So last week I had a look at the first Iron Man film. For me, the thing that surprised me the most about the first film of the MCU is how interesting it’s geopolitics were. 2008 seemed like an epoch ago in the grand scheme of history. It seems that our news focus has shifted from Afghanistan, the country in the first Iron Man, to Syria. Now instead let’s turn our focus to the second Iron Man film. Iron Man 2 is not so well liked amongst Marvel movies, but like most of them (bar the dour Incredible Hulk and Thor: The Dark World) it is supremely watchable. The cast work wonders in that regard. Downey is magnetic. Cheadle, Johansson, and Jackson give enjoyable performances in their role. Sam Rockwell is having too much fun as Justin Hammer. So, let’s look at the movements and the plot of Iron Man 2 and reflect on where we’ve been and what that means for our current moment in time.
The first part of Iron Man 2 is interesting. In the first twenty minutes, we have Tony Stark testifying before the United States Senate regarding his invention. It’s an interesting moment. It reminds me of the Senate hearings that Mark Zuckerberg was made to attend in regards to Facebook’s involvement with the whole data issue, fake news, and election tampering. It’s strange for a movie that’s in the past to remind you of the present and its future. Well, when else are you going to get an arrogant billionaire before Congress.
You’ll recall that last time I mentioned something about #MeToo and how it would be significant later. When Scarlet Johansson’s character is introduced as Natalie Rushman, it struck me for a moment. By now, we know that Johansson is playing Black Widow but I had forgotten that she was in this movie. Also, Natalie Rushman? Pick a better alias, Natasha Romanov. The façade doesn’t stay up long when she takes the fight to Happy Hogan. Pepper is the first to warn of a sexual harassment lawsuit. Stark ends the scene with Rushman by declaring ‘I want one’ and wow, does that line show the film’s age. There is an interesting commentary in the film, however, with everyone judging Rushman on her looks when she proves to be incredibly competent which must have enticed Johansson who is so often subject to the ‘rabbit food’ question in interviews.
Sidebar, did you know Elon Musk is in this movie?

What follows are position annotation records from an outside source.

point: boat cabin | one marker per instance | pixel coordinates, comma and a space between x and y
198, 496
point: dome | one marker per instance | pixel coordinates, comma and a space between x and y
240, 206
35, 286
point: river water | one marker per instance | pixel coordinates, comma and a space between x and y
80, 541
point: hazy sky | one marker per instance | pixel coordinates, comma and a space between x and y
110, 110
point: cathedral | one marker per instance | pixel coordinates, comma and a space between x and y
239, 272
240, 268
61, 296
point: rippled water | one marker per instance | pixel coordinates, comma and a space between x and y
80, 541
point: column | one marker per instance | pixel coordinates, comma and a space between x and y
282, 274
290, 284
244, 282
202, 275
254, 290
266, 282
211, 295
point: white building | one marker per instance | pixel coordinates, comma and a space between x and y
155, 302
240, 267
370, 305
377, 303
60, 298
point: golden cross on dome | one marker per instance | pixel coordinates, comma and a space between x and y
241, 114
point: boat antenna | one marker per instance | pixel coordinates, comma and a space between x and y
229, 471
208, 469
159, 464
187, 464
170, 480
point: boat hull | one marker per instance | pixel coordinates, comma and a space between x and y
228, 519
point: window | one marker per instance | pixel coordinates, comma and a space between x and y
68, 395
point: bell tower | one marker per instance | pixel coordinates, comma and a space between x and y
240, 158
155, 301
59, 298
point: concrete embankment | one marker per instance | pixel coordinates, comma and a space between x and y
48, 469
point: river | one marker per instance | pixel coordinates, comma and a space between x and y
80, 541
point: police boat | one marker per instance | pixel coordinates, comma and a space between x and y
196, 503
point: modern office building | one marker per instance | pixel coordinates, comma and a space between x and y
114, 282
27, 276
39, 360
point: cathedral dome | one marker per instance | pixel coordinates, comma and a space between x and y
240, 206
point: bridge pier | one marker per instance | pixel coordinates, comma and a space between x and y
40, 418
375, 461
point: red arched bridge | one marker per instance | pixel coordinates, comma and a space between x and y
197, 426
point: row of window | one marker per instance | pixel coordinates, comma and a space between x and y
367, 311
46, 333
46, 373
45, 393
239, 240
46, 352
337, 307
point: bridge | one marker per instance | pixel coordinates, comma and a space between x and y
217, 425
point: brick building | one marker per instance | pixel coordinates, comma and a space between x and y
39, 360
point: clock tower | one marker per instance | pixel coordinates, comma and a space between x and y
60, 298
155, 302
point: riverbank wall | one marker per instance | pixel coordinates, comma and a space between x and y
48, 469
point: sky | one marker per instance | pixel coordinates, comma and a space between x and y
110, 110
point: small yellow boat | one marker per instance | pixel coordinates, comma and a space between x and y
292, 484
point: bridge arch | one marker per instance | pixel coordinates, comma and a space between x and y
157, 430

I definitely missed that the first time around. I mean, it makes sense for the world. Of course, billionaire Tony Stark who was once in the war business and has turned a new leaf as an innovation (?) centre would know Elon Musk. When the film aired, I wouldn’t have picked him but well, shooting a car into space does wonders for your personal brand. Another sidebar, in discussing the clean energy initiatives of Stark Industries Tony bemoans that he ‘[doesn’t] care about the liberal agenda anymore’ which is an interesting statement coming from famously conservative-leaning actor Robert Downey Jr.

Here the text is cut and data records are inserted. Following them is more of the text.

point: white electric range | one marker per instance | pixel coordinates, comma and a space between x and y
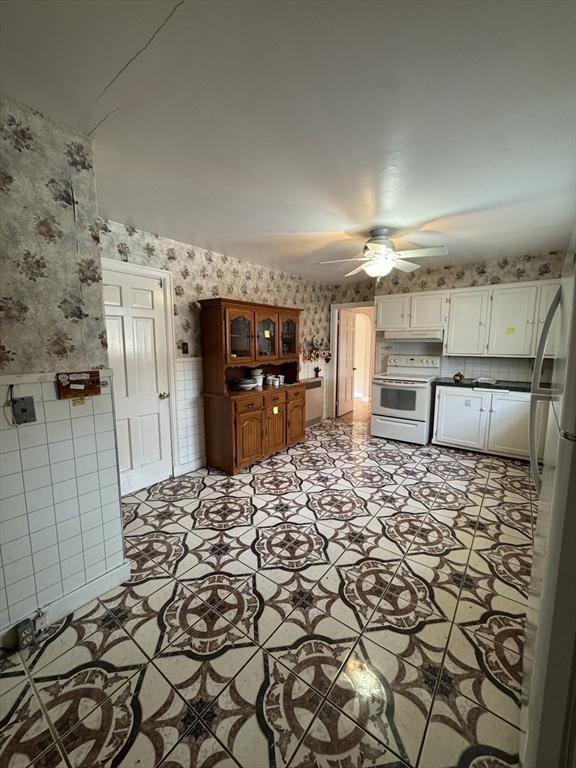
402, 398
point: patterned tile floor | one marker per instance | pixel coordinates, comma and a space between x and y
349, 603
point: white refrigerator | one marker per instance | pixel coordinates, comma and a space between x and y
549, 706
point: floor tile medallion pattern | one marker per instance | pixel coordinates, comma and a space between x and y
349, 603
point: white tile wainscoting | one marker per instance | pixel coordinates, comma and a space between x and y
190, 452
61, 538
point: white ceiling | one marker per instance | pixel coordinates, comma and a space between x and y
276, 131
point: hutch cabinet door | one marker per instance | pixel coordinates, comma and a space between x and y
248, 437
296, 420
275, 428
239, 335
266, 335
289, 334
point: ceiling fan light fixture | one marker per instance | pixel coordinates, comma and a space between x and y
379, 268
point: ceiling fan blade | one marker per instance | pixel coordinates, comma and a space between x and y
354, 271
337, 261
405, 266
420, 253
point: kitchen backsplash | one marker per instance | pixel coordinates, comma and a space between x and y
512, 369
51, 300
200, 274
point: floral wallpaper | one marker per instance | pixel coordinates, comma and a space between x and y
528, 267
51, 290
200, 274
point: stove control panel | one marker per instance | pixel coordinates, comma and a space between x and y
414, 361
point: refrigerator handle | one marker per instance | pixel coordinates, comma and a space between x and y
537, 372
537, 392
533, 444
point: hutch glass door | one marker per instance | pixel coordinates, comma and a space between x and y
266, 335
288, 336
240, 334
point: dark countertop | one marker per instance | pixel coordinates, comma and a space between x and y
512, 386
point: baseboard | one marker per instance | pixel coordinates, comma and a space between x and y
191, 466
72, 601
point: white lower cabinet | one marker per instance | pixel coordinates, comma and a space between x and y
483, 421
461, 417
509, 423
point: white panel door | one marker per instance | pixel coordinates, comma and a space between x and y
512, 321
547, 293
346, 332
392, 312
136, 326
428, 310
461, 418
467, 318
509, 421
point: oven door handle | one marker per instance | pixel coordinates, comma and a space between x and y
419, 385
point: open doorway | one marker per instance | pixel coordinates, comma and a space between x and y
354, 360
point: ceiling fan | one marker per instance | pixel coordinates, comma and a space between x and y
379, 256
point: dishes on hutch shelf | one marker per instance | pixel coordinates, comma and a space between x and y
246, 384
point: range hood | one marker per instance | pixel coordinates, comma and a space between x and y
431, 334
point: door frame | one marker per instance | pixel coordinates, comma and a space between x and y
166, 279
334, 321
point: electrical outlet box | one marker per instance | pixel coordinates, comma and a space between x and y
40, 622
23, 410
26, 633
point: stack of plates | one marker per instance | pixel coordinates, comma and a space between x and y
246, 384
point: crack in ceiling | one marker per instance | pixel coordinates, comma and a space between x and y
130, 61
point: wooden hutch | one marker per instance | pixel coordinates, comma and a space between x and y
242, 427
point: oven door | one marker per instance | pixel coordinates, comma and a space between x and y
403, 400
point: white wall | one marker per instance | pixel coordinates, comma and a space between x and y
60, 518
362, 355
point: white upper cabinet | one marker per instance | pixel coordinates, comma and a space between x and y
428, 310
467, 322
495, 321
547, 293
512, 320
392, 311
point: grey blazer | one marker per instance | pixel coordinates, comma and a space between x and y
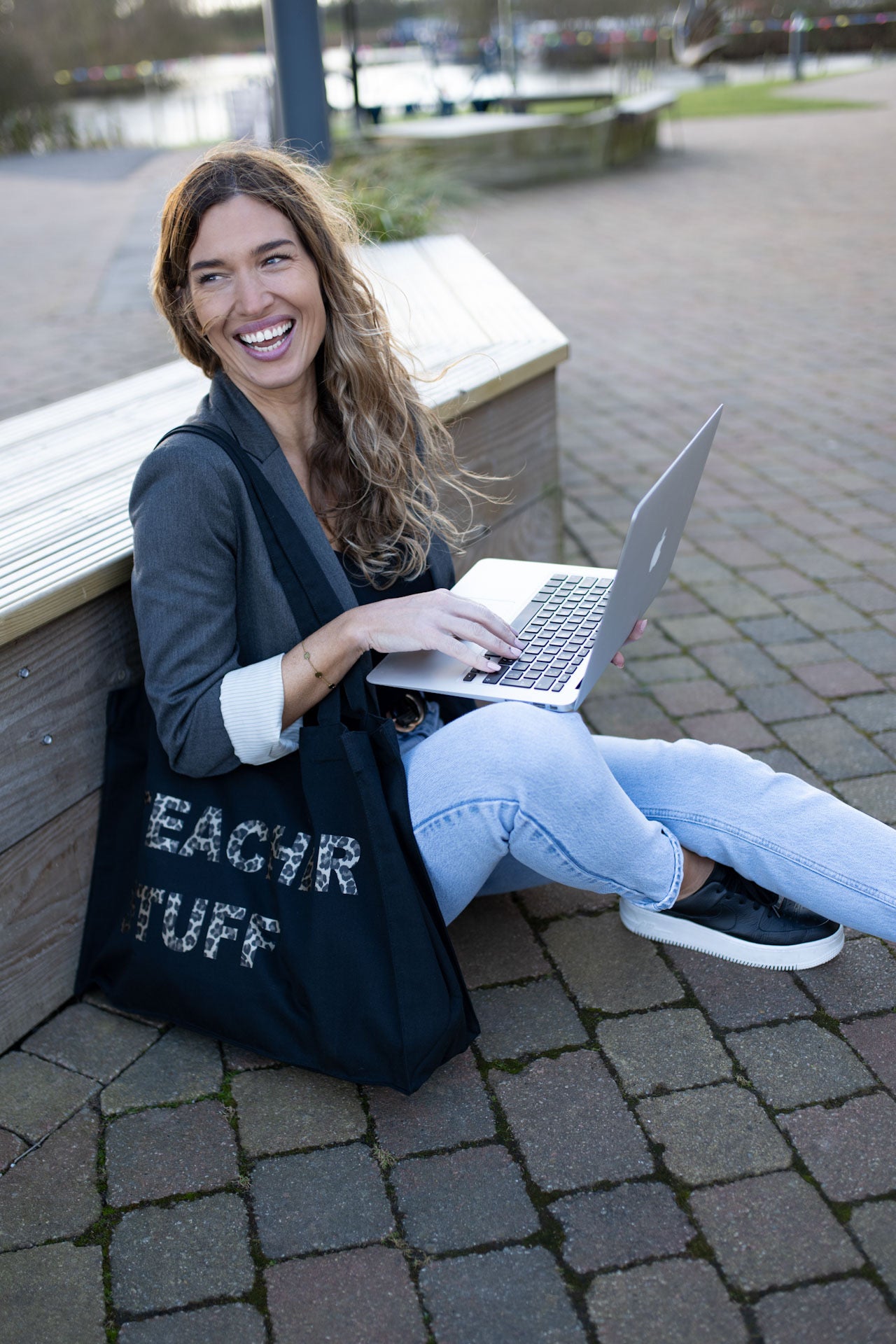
204, 593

Aside from all this political stuff floating around, there is some compelling stuff to the story of Iron Man 2. There is some compelling stuff about how Tony deals with his impending death via palladium poisoning. He makes Pepper CEO, begins a major year-long expo for scientific collaboration (it could’ve been a month), tells the Senate that he’s their nuclear deterrent, lets Rhodey take the Iron Man suit. Sometimes it looks like he’s planning for the future, sometimes he’s acting like the present will continue forever. From a character viewpoint that’s very believable.
There’s some interesting dialogue in the film where Vanko, one of our villains, talks of Stark’s legacy of ‘butchers and thieves’. Not that big a deal. However, with films such as Thor Ragnarok and Black Panther whose core conflicts revolve around a theme of colonialism, it would be interesting if Iron Man 2 were tweaked to fit into that oeuvre. Ragnarok and Black Panther are among Marvel’s most well-loved. With some more time in the oven, Iron Man 2 could be something special. Even Vanko’s identity as a child of cold war collaboration and falling out is interesting considering the Russia that we know in the geopolitical sphere today. In the same scene, there’s a drop the soap joke which, like the previous film’s gay panic jokes, feels weirdly backwards in the sense that this tentpole blockbuster, now under Disney, makes a joke about prison rape.
Couple more interesting/weird things about the film. Justin Hammer’s home base is in Queens. Notable because Tony would later recruit Spider-Man from there. Second, the use of hacking by Vanko is understated which makes it feel realistic. The interface looks like a DOS interface and feels realistic by that metric. Also, if Vanko is a hacker, does that mean that the villains in this movie are a Russian hacker and a New York billionaire who are secretly working together. How prescient in 2018.